Contemporary Art, Museums and Galleries, Who Cares?

Tuesday, November 2, 2010

As you approach Preston's Market Square, it’s hard to miss the stunning Neo-classical building which was designed by James Hibbert (1833-1903) to house the Harris Museum, Art Gallery and Library. 

As you walk into the grand 117 year old building, it is quiet, comfortable and engulfed in a history of its own. You're greeted with smiles from the art shop which leads to a cafe that is surrounds itself with exquisite artefacts. As you ascend the two storeys of the Museum, you will experience the story of Preston unfold before your eyes.

Harris Museum and Gallery is a host to several community engagement projects that strive to intrigue Preston’s diverse community through a wide range of local organisations on creative, tailor made workshops, projects, talks and tours. These projects are funded by Renaissance North West and are in association with six hub museums and galleries namely Manchester Art Gallery, Manchester Museum, Whitworth Gallery, Bolton Museum, Tullyhouse Museum and Harris Museum and Gallery.

A constant proportion of 16 million adults in England alone, visit museums on a yearly basis, said The National Survey of Culture, Leisure and Sport, Annual Report (2006).

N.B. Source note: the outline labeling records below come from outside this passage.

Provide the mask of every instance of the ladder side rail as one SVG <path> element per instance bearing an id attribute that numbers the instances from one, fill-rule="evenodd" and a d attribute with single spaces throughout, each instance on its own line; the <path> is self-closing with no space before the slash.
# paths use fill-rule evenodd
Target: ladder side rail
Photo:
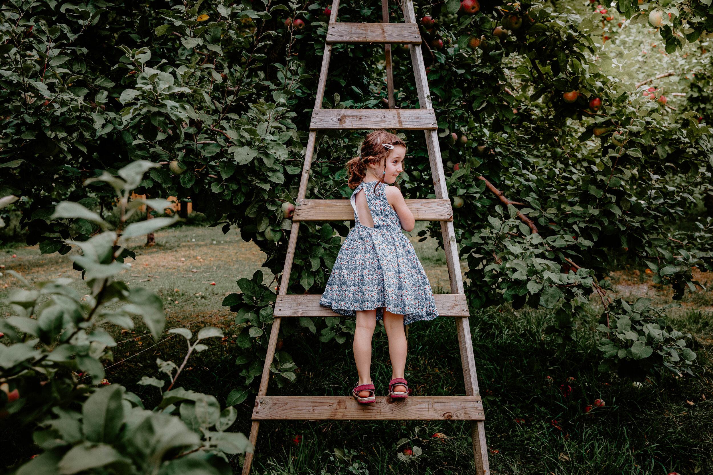
<path id="1" fill-rule="evenodd" d="M 381 0 L 381 23 L 389 23 L 389 0 Z M 394 109 L 394 71 L 391 67 L 391 45 L 384 45 L 384 57 L 386 63 L 386 96 L 389 98 L 389 108 Z"/>
<path id="2" fill-rule="evenodd" d="M 339 9 L 339 0 L 333 0 L 332 4 L 332 14 L 329 16 L 329 21 L 337 21 L 337 16 Z M 322 58 L 322 69 L 319 72 L 319 80 L 317 83 L 317 97 L 314 98 L 314 108 L 321 109 L 322 103 L 324 99 L 324 89 L 327 85 L 327 75 L 329 69 L 329 58 L 332 56 L 332 45 L 324 46 L 324 52 Z M 309 132 L 309 137 L 307 139 L 307 152 L 304 156 L 304 164 L 302 166 L 302 174 L 299 181 L 299 191 L 297 192 L 297 199 L 302 199 L 307 194 L 307 182 L 309 179 L 309 169 L 312 167 L 312 155 L 314 152 L 314 145 L 317 142 L 317 131 L 313 130 Z M 289 274 L 292 271 L 292 261 L 294 259 L 294 249 L 297 244 L 297 234 L 299 232 L 299 223 L 292 223 L 292 227 L 289 231 L 289 241 L 287 244 L 287 253 L 285 256 L 284 266 L 282 268 L 282 276 L 279 280 L 280 295 L 287 293 L 287 288 L 289 286 Z M 275 318 L 272 322 L 272 327 L 270 328 L 270 340 L 267 342 L 267 350 L 265 354 L 265 362 L 262 367 L 262 375 L 260 378 L 260 386 L 257 390 L 258 397 L 265 396 L 267 392 L 267 383 L 270 381 L 270 367 L 272 365 L 272 358 L 275 357 L 275 351 L 277 345 L 277 336 L 279 334 L 279 327 L 282 318 Z M 260 429 L 260 421 L 252 421 L 250 426 L 250 441 L 255 447 L 257 442 L 257 432 Z M 252 466 L 252 452 L 245 454 L 245 459 L 242 464 L 242 475 L 250 475 L 250 469 Z"/>
<path id="3" fill-rule="evenodd" d="M 406 23 L 416 23 L 413 0 L 403 0 L 402 7 Z M 419 101 L 423 108 L 433 108 L 431 94 L 429 90 L 428 78 L 424 64 L 424 56 L 420 45 L 410 45 L 411 61 L 416 78 L 416 87 Z M 434 178 L 434 188 L 437 198 L 447 198 L 448 189 L 446 186 L 445 174 L 443 170 L 443 160 L 438 146 L 436 130 L 425 130 L 426 143 L 431 160 L 431 169 Z M 451 291 L 453 293 L 464 293 L 463 278 L 461 273 L 460 259 L 458 245 L 456 243 L 455 229 L 452 221 L 441 221 L 441 231 L 443 236 L 446 261 L 448 263 L 448 275 L 451 280 Z M 480 395 L 478 387 L 478 377 L 476 370 L 475 358 L 473 353 L 473 340 L 471 338 L 470 322 L 468 317 L 456 318 L 456 325 L 458 331 L 458 345 L 461 350 L 461 361 L 463 366 L 463 376 L 466 385 L 466 394 Z M 488 461 L 488 447 L 486 441 L 485 423 L 483 421 L 472 424 L 473 449 L 475 455 L 477 473 L 490 475 Z"/>

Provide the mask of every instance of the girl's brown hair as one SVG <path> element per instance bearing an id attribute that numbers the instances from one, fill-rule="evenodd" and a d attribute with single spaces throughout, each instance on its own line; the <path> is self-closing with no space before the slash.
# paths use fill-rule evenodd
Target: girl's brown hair
<path id="1" fill-rule="evenodd" d="M 347 172 L 349 174 L 349 188 L 354 189 L 359 186 L 366 176 L 366 169 L 369 164 L 379 165 L 382 162 L 386 167 L 386 160 L 389 157 L 391 149 L 383 145 L 401 145 L 406 148 L 406 142 L 394 134 L 386 130 L 374 130 L 369 133 L 364 137 L 364 142 L 361 144 L 361 151 L 358 157 L 354 157 L 347 162 Z M 374 190 L 379 183 L 384 182 L 384 176 L 374 185 Z"/>

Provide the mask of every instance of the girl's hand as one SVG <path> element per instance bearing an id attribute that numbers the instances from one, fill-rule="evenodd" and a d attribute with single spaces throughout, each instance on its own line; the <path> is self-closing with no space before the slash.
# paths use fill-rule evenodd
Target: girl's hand
<path id="1" fill-rule="evenodd" d="M 401 221 L 401 229 L 404 231 L 413 231 L 416 220 L 414 219 L 414 214 L 406 207 L 401 190 L 396 187 L 386 187 L 386 200 L 399 215 L 399 219 Z"/>

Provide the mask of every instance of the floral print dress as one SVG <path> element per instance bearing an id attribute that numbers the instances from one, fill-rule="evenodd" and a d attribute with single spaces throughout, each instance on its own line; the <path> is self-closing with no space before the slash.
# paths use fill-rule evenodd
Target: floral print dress
<path id="1" fill-rule="evenodd" d="M 386 199 L 385 183 L 362 182 L 352 194 L 356 224 L 334 261 L 319 304 L 347 316 L 356 310 L 383 308 L 404 315 L 404 324 L 438 316 L 429 278 L 414 246 L 403 232 L 401 220 Z M 356 194 L 362 192 L 374 227 L 359 222 Z"/>

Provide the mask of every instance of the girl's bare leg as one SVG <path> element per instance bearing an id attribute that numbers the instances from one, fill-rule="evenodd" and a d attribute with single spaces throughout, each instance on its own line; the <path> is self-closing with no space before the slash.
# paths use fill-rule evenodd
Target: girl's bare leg
<path id="1" fill-rule="evenodd" d="M 356 328 L 354 329 L 354 362 L 359 373 L 359 384 L 371 382 L 371 337 L 376 328 L 376 309 L 356 311 Z M 367 397 L 369 391 L 359 391 L 361 397 Z"/>
<path id="2" fill-rule="evenodd" d="M 389 337 L 389 356 L 391 359 L 391 379 L 404 377 L 406 368 L 406 355 L 409 343 L 404 331 L 404 315 L 391 313 L 384 310 L 384 326 Z M 406 388 L 401 385 L 394 387 L 394 391 L 404 392 Z"/>

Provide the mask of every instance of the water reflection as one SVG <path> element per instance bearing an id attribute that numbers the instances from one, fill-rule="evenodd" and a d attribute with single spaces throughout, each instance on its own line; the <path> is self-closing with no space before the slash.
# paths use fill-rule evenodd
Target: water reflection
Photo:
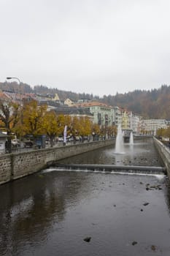
<path id="1" fill-rule="evenodd" d="M 160 165 L 152 145 L 124 157 L 112 147 L 64 162 Z M 158 161 L 157 161 L 158 159 Z M 170 186 L 164 178 L 81 172 L 41 172 L 0 187 L 0 251 L 2 255 L 151 255 L 169 252 Z M 161 190 L 146 190 L 147 184 Z M 165 192 L 165 195 L 163 194 Z M 143 203 L 149 202 L 144 208 Z M 143 208 L 143 212 L 141 208 Z M 153 217 L 154 216 L 154 217 Z M 116 236 L 115 236 L 116 234 Z M 83 238 L 90 235 L 88 246 Z M 131 241 L 138 246 L 131 246 Z M 167 255 L 169 255 L 167 254 Z"/>

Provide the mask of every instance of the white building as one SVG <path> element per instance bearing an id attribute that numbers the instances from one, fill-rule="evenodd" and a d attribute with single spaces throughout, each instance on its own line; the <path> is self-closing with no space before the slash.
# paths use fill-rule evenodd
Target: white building
<path id="1" fill-rule="evenodd" d="M 158 129 L 168 127 L 165 119 L 146 119 L 142 121 L 142 129 L 147 134 L 155 135 Z"/>

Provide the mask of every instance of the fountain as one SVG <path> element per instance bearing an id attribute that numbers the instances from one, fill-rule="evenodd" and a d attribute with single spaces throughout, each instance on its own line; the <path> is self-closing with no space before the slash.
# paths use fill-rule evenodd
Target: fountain
<path id="1" fill-rule="evenodd" d="M 121 127 L 119 125 L 117 128 L 117 134 L 116 136 L 115 154 L 124 154 L 123 138 Z"/>
<path id="2" fill-rule="evenodd" d="M 130 134 L 130 145 L 134 145 L 134 135 L 133 135 L 133 132 L 131 132 Z"/>

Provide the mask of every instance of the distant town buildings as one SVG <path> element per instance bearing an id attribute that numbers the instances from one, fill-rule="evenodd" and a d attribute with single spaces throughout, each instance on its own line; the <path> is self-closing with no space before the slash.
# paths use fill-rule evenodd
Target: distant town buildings
<path id="1" fill-rule="evenodd" d="M 105 103 L 90 99 L 79 99 L 74 102 L 70 99 L 61 101 L 58 95 L 44 97 L 35 94 L 15 94 L 0 91 L 1 101 L 16 102 L 24 104 L 31 99 L 36 100 L 39 105 L 46 104 L 47 110 L 55 110 L 58 114 L 69 115 L 72 117 L 88 116 L 93 124 L 101 127 L 120 126 L 123 129 L 133 130 L 134 134 L 155 135 L 160 128 L 166 129 L 168 121 L 165 119 L 144 120 L 139 115 L 135 114 L 125 108 L 109 106 Z"/>

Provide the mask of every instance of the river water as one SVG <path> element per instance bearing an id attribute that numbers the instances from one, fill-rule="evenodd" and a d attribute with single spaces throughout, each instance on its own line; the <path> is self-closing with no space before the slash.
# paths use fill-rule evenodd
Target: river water
<path id="1" fill-rule="evenodd" d="M 124 149 L 62 162 L 161 166 L 152 140 Z M 51 167 L 1 186 L 0 195 L 1 255 L 170 255 L 170 185 L 163 174 Z"/>

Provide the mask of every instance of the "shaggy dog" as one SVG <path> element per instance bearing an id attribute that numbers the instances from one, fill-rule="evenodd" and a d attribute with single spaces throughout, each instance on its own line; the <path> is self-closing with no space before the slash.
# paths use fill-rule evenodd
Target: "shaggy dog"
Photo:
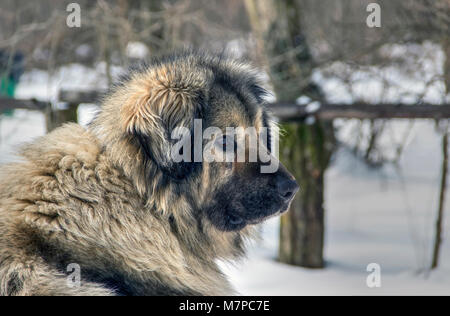
<path id="1" fill-rule="evenodd" d="M 0 171 L 0 294 L 232 294 L 217 259 L 242 256 L 297 184 L 259 160 L 175 162 L 171 135 L 267 127 L 269 151 L 264 93 L 246 64 L 184 52 L 131 71 L 87 128 L 26 145 Z"/>

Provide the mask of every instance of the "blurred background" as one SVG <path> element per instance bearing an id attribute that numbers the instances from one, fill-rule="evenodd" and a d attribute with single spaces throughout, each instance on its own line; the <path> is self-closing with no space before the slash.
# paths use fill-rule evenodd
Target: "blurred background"
<path id="1" fill-rule="evenodd" d="M 0 163 L 186 46 L 250 60 L 274 114 L 303 113 L 280 118 L 290 212 L 222 263 L 240 293 L 450 294 L 450 0 L 0 0 Z"/>

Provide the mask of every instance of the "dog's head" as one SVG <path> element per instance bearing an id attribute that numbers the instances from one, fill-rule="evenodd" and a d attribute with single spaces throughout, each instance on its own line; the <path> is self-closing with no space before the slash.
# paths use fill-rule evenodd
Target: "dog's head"
<path id="1" fill-rule="evenodd" d="M 239 231 L 286 211 L 298 190 L 271 150 L 265 93 L 243 63 L 183 53 L 131 72 L 96 127 L 133 144 L 121 160 L 139 166 L 147 192 L 170 188 L 216 229 Z"/>

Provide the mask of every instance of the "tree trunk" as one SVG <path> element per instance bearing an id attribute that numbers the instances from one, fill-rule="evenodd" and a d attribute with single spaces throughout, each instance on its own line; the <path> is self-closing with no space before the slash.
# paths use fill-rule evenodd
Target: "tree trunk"
<path id="1" fill-rule="evenodd" d="M 306 95 L 323 101 L 320 89 L 311 82 L 314 61 L 302 34 L 298 0 L 246 0 L 254 29 L 259 60 L 265 65 L 278 101 L 295 101 Z M 263 43 L 263 45 L 261 44 Z M 321 268 L 324 266 L 323 177 L 334 143 L 331 122 L 284 125 L 281 160 L 293 173 L 300 191 L 290 211 L 281 218 L 279 260 L 284 263 Z"/>
<path id="2" fill-rule="evenodd" d="M 441 174 L 441 189 L 439 193 L 438 215 L 436 219 L 436 231 L 434 238 L 433 259 L 431 262 L 431 269 L 437 268 L 439 264 L 439 252 L 442 242 L 442 223 L 444 217 L 444 203 L 445 191 L 447 188 L 447 173 L 448 173 L 448 132 L 446 131 L 442 137 L 442 174 Z"/>
<path id="3" fill-rule="evenodd" d="M 444 53 L 446 55 L 444 64 L 444 82 L 446 92 L 450 93 L 450 38 L 444 39 L 442 43 Z M 439 253 L 442 243 L 442 224 L 444 217 L 445 193 L 447 190 L 447 174 L 448 174 L 448 127 L 442 137 L 442 173 L 441 173 L 441 187 L 439 192 L 439 206 L 436 219 L 436 231 L 434 237 L 433 257 L 431 261 L 431 269 L 436 269 L 439 264 Z"/>
<path id="4" fill-rule="evenodd" d="M 324 174 L 331 151 L 326 123 L 285 125 L 289 137 L 281 143 L 282 161 L 300 191 L 281 218 L 279 259 L 308 268 L 322 268 L 324 245 Z"/>

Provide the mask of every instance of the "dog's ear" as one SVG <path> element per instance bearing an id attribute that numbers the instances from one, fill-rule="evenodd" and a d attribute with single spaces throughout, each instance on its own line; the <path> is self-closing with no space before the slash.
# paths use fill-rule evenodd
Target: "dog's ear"
<path id="1" fill-rule="evenodd" d="M 205 100 L 206 73 L 160 65 L 137 74 L 127 84 L 129 91 L 121 107 L 126 132 L 137 139 L 146 159 L 172 178 L 182 179 L 194 163 L 174 162 L 171 157 L 172 131 L 177 127 L 192 129 L 194 118 Z"/>

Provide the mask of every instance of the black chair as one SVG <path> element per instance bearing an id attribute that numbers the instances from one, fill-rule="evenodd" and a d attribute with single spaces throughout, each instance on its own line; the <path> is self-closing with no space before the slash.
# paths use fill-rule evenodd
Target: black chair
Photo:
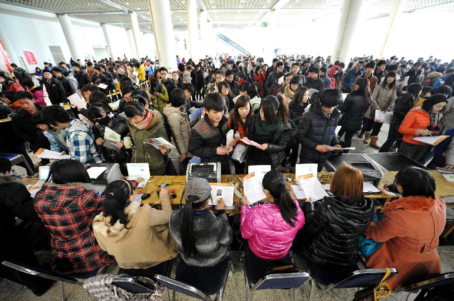
<path id="1" fill-rule="evenodd" d="M 244 259 L 244 254 L 242 255 L 242 259 Z M 243 265 L 244 271 L 244 281 L 246 286 L 246 300 L 249 300 L 249 291 L 252 292 L 260 289 L 289 289 L 294 290 L 294 300 L 297 300 L 296 289 L 300 287 L 308 280 L 311 279 L 307 273 L 290 272 L 275 273 L 270 275 L 264 276 L 256 283 L 253 285 L 251 283 L 251 279 L 246 272 L 246 262 Z"/>
<path id="2" fill-rule="evenodd" d="M 454 272 L 448 272 L 440 274 L 435 277 L 424 281 L 419 281 L 411 284 L 403 286 L 393 292 L 400 291 L 410 291 L 419 289 L 428 289 L 437 286 L 446 285 L 454 283 Z"/>
<path id="3" fill-rule="evenodd" d="M 75 278 L 73 278 L 64 274 L 49 271 L 38 267 L 33 266 L 22 262 L 5 261 L 2 263 L 5 266 L 23 273 L 59 281 L 60 285 L 60 292 L 62 295 L 62 301 L 66 300 L 66 297 L 65 295 L 65 288 L 63 287 L 63 282 L 79 285 L 80 286 L 82 286 L 83 285 L 82 282 L 79 282 Z"/>
<path id="4" fill-rule="evenodd" d="M 322 293 L 334 288 L 360 288 L 375 287 L 381 281 L 386 273 L 386 269 L 365 269 L 357 270 L 357 265 L 346 267 L 329 268 L 323 267 L 309 261 L 305 262 L 310 271 L 311 291 L 309 301 L 312 300 L 316 285 Z M 384 280 L 393 277 L 398 273 L 395 269 L 390 268 L 390 274 Z"/>

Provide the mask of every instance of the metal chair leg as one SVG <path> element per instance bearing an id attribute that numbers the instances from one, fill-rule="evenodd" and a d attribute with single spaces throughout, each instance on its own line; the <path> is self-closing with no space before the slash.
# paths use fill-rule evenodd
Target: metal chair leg
<path id="1" fill-rule="evenodd" d="M 66 301 L 66 297 L 65 295 L 65 287 L 63 287 L 63 282 L 59 281 L 60 283 L 60 293 L 62 294 L 62 301 Z"/>

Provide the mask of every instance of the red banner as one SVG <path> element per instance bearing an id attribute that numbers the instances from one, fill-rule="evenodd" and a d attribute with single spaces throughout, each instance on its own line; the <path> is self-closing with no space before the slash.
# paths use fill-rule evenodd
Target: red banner
<path id="1" fill-rule="evenodd" d="M 11 61 L 11 58 L 10 57 L 9 55 L 8 55 L 8 52 L 6 51 L 6 49 L 5 49 L 5 46 L 3 46 L 2 39 L 0 39 L 0 55 L 2 55 L 2 57 L 3 58 L 3 61 L 5 62 L 5 64 L 6 65 L 8 70 L 10 70 L 10 72 L 12 73 L 13 67 L 11 67 L 11 63 L 13 62 Z"/>
<path id="2" fill-rule="evenodd" d="M 25 56 L 25 58 L 27 59 L 27 62 L 28 63 L 29 65 L 38 64 L 38 62 L 36 61 L 36 59 L 35 58 L 35 55 L 33 54 L 33 52 L 25 51 L 22 52 L 24 52 L 24 55 Z"/>

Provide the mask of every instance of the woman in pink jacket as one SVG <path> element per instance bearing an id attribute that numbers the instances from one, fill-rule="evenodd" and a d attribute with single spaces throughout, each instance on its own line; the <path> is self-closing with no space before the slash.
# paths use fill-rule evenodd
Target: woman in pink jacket
<path id="1" fill-rule="evenodd" d="M 246 196 L 241 199 L 240 229 L 248 240 L 245 263 L 252 283 L 264 275 L 267 267 L 292 265 L 289 250 L 304 225 L 304 215 L 298 201 L 292 199 L 282 173 L 267 172 L 262 184 L 267 203 L 251 207 Z"/>

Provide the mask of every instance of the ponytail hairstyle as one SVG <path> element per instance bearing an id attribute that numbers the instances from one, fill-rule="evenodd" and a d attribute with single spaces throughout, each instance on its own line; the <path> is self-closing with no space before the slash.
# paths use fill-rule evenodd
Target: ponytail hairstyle
<path id="1" fill-rule="evenodd" d="M 200 208 L 205 204 L 207 200 L 200 200 L 197 195 L 190 195 L 186 198 L 180 232 L 181 234 L 181 246 L 184 252 L 187 254 L 195 255 L 198 252 L 195 246 L 195 235 L 194 234 L 193 218 L 194 210 Z"/>
<path id="2" fill-rule="evenodd" d="M 287 223 L 295 227 L 294 220 L 298 220 L 298 209 L 286 187 L 286 178 L 280 171 L 270 171 L 265 174 L 262 182 L 263 188 L 274 198 L 274 204 L 279 207 L 280 215 Z"/>

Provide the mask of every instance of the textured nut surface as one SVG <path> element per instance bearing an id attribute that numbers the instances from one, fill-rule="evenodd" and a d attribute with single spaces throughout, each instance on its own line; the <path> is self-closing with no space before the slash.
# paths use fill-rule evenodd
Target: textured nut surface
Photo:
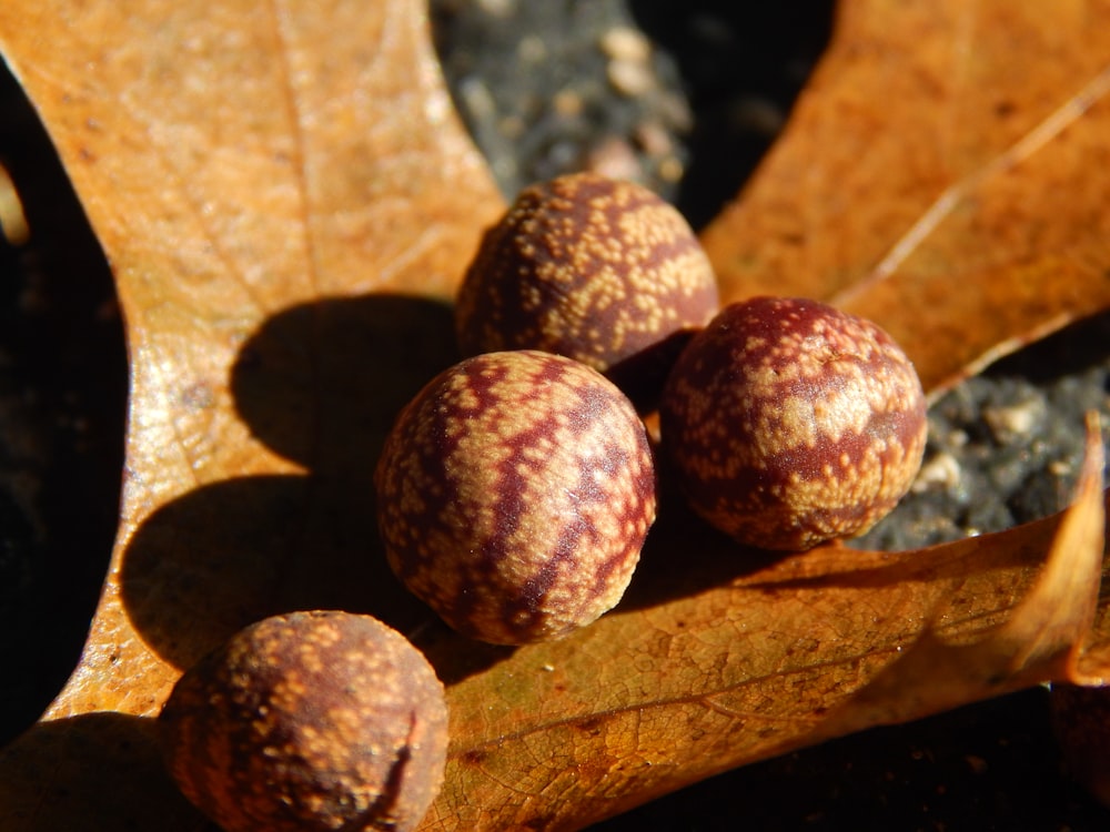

Who Cares? is one such community project which explores the positive impact that museums and galleries can have on our lives. The research will be completed by 2011 but ongoing outcomes of this project can be seen in and around the museum.

“Who Cares? is a project that targets young adults and working people thereby trying to gauge how museums and galleries affects their well being,” said Kyra Milnes, Access and Inclusion Manager at Harris Art Gallery and Museum.

It includes several workshops and exhibitions such as Sharing and Learning: A Touching Experience, Fun, Food and Fabric, Stories of the World and Reminiscence sessions.

Sharing and Learning: A Touching Experience is a ceramics project in partnership with Galloway’s Society for the Blind and Coppull Parish Church School. 

“This project works towards educating the community in understanding that visual impairment is a disability and not an inability. Often, people with visual impairments are excluded from the making of art, so during this project young people were educated through working collaboratively with visually impaired adults to create ceramic artefacts,” said Viv Booth, Project Manager from Galloway’s.

Fun, Food and Fabric, a creative textile project in partnership with Sahara Preston’s African Caribbean Women’s Group, featured in the Embellished: the Art of Fabulous Fabrics exhibition in Harris.

Stories of the World is a graffiti project in collaboration with young people at Beneast Training Ltd, this will be featured as a part of the London 2012 Cultural Olympiad project for young people.

While, Reminiscence sessions involve a specialist team of volunteers, trained to facilitate reminiscence sessions on a monthly service to local care and rest homes. They take them themed boxes of Harris objects and artefacts out into the community and use them to trigger memories. 

Harris Museum and Library

Student opportunities to gain some experience

There’s a wide range of volunteering opportunities at the Harris, in all departments of the museum. “At the Harris, we always need volunteers to help the team develop the program, assist curators, aid with talks and tours and get involved in several projects,” said Milnes.

If you are student aged below 25 years, you could get involved in the ‘Young Harris-Youth Arts Group’ where you get to meet at least once a month and work on creative projects relating to the Harris using art, performance, poetry, animation and music.